The California Dental Association (CDA) is sponsoring legislation to apply patient protections and market reforms -- including a minimum loss ratio on patient premiums -- to dental plans participating in California's Covered California health benefit exchange.
The Patient Protection and Affordable Care Act (ACA) includes many consumer-focused provisions that have already gone into effect, but only apply to medical plans, the CDA noted in a press release. Sacramento Assemblyman Richard Pan, MD (D-Sacramento), who chairs the Assembly Health Committee, has introduced AB 18; if passed by the Legislature and signed by the governor, the bill would represent the first time these federal patient protections would be applied to dental plans participating in the small group market inside and outside the new health benefit exchange created by the ACA.

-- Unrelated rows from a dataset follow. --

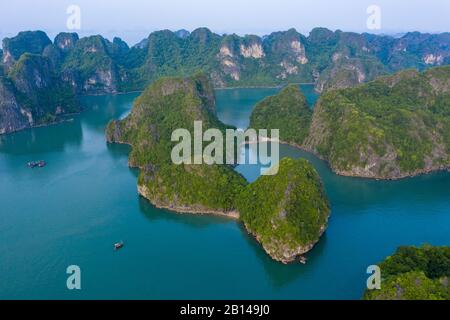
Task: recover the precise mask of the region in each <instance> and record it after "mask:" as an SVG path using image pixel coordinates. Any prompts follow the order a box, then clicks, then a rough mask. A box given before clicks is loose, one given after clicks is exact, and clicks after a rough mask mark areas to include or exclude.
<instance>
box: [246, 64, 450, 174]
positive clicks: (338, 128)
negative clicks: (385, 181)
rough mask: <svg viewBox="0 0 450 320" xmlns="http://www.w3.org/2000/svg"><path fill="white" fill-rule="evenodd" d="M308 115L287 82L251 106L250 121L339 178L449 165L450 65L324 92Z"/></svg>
mask: <svg viewBox="0 0 450 320" xmlns="http://www.w3.org/2000/svg"><path fill="white" fill-rule="evenodd" d="M310 113H311V111H309V109H308V106H307V105H306V102H305V97H304V96H303V94H302V93H301V92H300V90H299V89H298V88H296V87H293V86H291V87H287V88H286V89H284V90H282V91H281V92H280V93H279V94H277V95H276V96H274V97H269V98H267V99H265V100H264V101H262V102H261V103H259V104H257V105H256V107H255V109H254V111H253V113H252V116H251V123H250V126H251V127H255V128H267V129H280V138H281V140H282V141H284V142H287V143H290V144H293V145H296V146H299V147H301V148H304V149H307V150H308V151H312V152H314V153H315V154H317V155H318V156H320V157H322V158H323V159H325V160H327V161H328V162H329V164H330V166H331V168H332V169H333V171H334V172H336V173H338V174H341V175H346V176H357V177H366V178H377V179H398V178H403V177H407V176H414V175H417V174H421V173H428V172H431V171H435V170H442V169H446V168H447V169H448V168H450V66H443V67H435V68H431V69H429V70H427V71H424V72H422V73H419V72H417V71H415V70H406V71H400V72H398V73H396V74H394V75H392V76H385V77H380V78H378V79H377V80H374V81H372V82H369V83H367V84H363V85H360V86H356V87H354V88H347V89H338V90H329V91H327V92H326V93H324V94H323V95H322V96H321V97H320V99H319V100H318V102H317V104H316V106H315V108H314V112H313V115H312V117H311V115H310Z"/></svg>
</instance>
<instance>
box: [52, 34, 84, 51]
mask: <svg viewBox="0 0 450 320" xmlns="http://www.w3.org/2000/svg"><path fill="white" fill-rule="evenodd" d="M78 40H79V37H78V34H77V33H67V32H61V33H59V34H58V35H57V36H56V38H55V41H54V44H55V46H57V47H58V48H59V49H60V50H61V51H63V52H68V51H70V50H71V49H73V48H74V47H75V45H76V43H77V41H78Z"/></svg>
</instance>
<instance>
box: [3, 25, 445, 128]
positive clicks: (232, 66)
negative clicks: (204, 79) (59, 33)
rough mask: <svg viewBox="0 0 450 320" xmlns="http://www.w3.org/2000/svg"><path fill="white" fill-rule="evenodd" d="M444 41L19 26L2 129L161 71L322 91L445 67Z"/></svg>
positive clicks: (15, 41) (13, 125)
mask: <svg viewBox="0 0 450 320" xmlns="http://www.w3.org/2000/svg"><path fill="white" fill-rule="evenodd" d="M449 44H450V34H449V33H442V34H421V33H418V32H413V33H408V34H406V35H404V36H403V37H401V38H393V37H389V36H377V35H370V34H357V33H352V32H342V31H335V32H333V31H330V30H328V29H325V28H316V29H313V30H312V31H311V33H310V34H309V35H308V36H304V35H302V34H300V33H298V32H297V31H296V30H295V29H290V30H288V31H283V32H274V33H272V34H270V35H268V36H264V37H258V36H254V35H248V36H243V37H241V36H237V35H234V34H233V35H218V34H215V33H213V32H211V31H210V30H208V29H206V28H199V29H196V30H194V31H193V32H192V33H189V32H187V31H180V32H172V31H169V30H162V31H156V32H153V33H151V34H150V35H149V37H148V38H146V39H144V40H143V41H142V42H140V43H138V44H137V45H135V46H133V47H129V46H128V44H126V43H125V42H124V41H122V40H121V39H120V38H114V39H113V41H109V40H107V39H105V38H103V37H102V36H100V35H96V36H90V37H85V38H81V39H80V38H79V37H78V35H77V34H76V33H60V34H59V35H57V37H56V38H55V39H54V41H53V42H52V41H51V40H50V39H49V38H48V36H47V35H46V34H45V33H44V32H41V31H33V32H32V31H27V32H21V33H19V34H18V35H17V36H16V37H13V38H6V39H4V40H3V51H0V55H1V56H2V61H1V65H0V134H1V133H8V132H13V131H17V130H20V129H24V128H27V127H31V126H35V125H39V124H45V123H48V122H53V121H55V120H56V118H57V117H58V116H59V115H62V114H65V113H71V112H74V111H78V110H79V107H78V106H77V104H76V96H77V95H79V94H101V93H117V92H127V91H134V90H139V91H140V90H143V89H144V88H145V87H146V86H147V85H148V84H149V83H151V82H153V81H155V80H156V79H158V78H159V77H161V76H189V75H192V74H195V73H196V72H198V71H203V72H205V73H206V74H207V75H208V76H209V77H210V78H211V79H212V80H213V85H214V86H215V87H232V86H269V85H284V84H287V83H294V82H295V83H298V82H308V83H314V84H315V85H316V89H317V90H318V91H320V92H323V91H325V90H328V89H332V88H345V87H351V86H354V85H356V84H359V83H364V82H367V81H370V80H373V79H374V78H376V77H378V76H380V75H384V74H388V73H392V72H396V71H398V70H402V69H405V68H416V69H419V70H422V69H425V68H427V67H431V66H438V65H444V64H448V63H449V62H450V50H449ZM20 74H28V75H31V74H32V75H33V76H26V77H20V76H19V77H17V75H20ZM15 75H16V77H15ZM49 88H52V89H51V90H47V89H49ZM49 102H50V103H49Z"/></svg>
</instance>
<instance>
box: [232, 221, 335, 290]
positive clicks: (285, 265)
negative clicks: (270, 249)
mask: <svg viewBox="0 0 450 320" xmlns="http://www.w3.org/2000/svg"><path fill="white" fill-rule="evenodd" d="M239 229H240V231H241V234H242V237H243V238H244V239H245V241H246V242H247V243H248V245H249V246H250V247H251V249H252V251H253V252H255V255H256V257H257V259H258V260H259V261H260V262H261V264H262V266H263V268H264V271H265V273H266V275H267V276H268V278H269V279H270V283H271V285H272V286H273V287H274V288H276V289H281V288H283V287H286V286H287V285H289V284H291V283H293V282H295V281H296V280H297V279H299V278H301V277H302V275H304V274H305V273H307V272H309V271H310V270H312V269H314V268H315V265H316V263H318V260H319V257H320V256H321V255H322V253H323V252H324V251H325V247H326V245H327V234H326V233H325V234H324V235H323V236H322V237H321V239H320V241H319V242H318V243H317V244H316V245H315V246H314V249H313V250H311V251H310V252H308V253H307V254H306V255H305V257H306V258H307V259H308V261H307V264H305V265H303V264H301V263H300V262H299V260H296V261H294V262H292V263H289V264H283V263H281V262H278V261H275V260H273V259H272V258H271V257H270V256H269V255H268V254H267V253H266V252H265V251H264V249H263V247H262V246H261V244H260V243H259V242H258V241H257V240H256V239H255V237H253V236H252V235H250V234H249V233H248V232H247V230H246V229H245V226H243V225H242V224H239Z"/></svg>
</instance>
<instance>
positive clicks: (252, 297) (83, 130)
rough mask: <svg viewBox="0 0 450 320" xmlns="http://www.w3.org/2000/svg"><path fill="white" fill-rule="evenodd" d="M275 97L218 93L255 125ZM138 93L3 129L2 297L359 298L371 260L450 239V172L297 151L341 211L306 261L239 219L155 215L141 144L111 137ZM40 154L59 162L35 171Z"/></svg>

Dr. Pan is a pediatrician who works in federally qualified health centers.
One of the most critical provisions would be establishing a dental loss ratio (DLR) or a medical loss ratio to dental plans offering products in the exchange. A DLR would require a minimum percentage of a dental plan's gross premium collections to be spent on actual treatment and care.
In other words, the bill limits the amount of premium collections that can be applied to the plan's administration of the benefit (less taxes and fees). If the plan fails to do so, the plan must reimburse each policyholder. The proposed DLR percentage is still being determined in consultation with legislative analysts, Covered California, and the department of managed health care.
AB 18 was originally introduced at the request of CDA and other dental stakeholders to make critical and time sensitive corrections to current state law surrounding implementation of the ACA.
The bill also includes provider network adequacy requirements, timely access to care standards, prohibition on annual and lifetime caps on services, and premium rate review by regulators.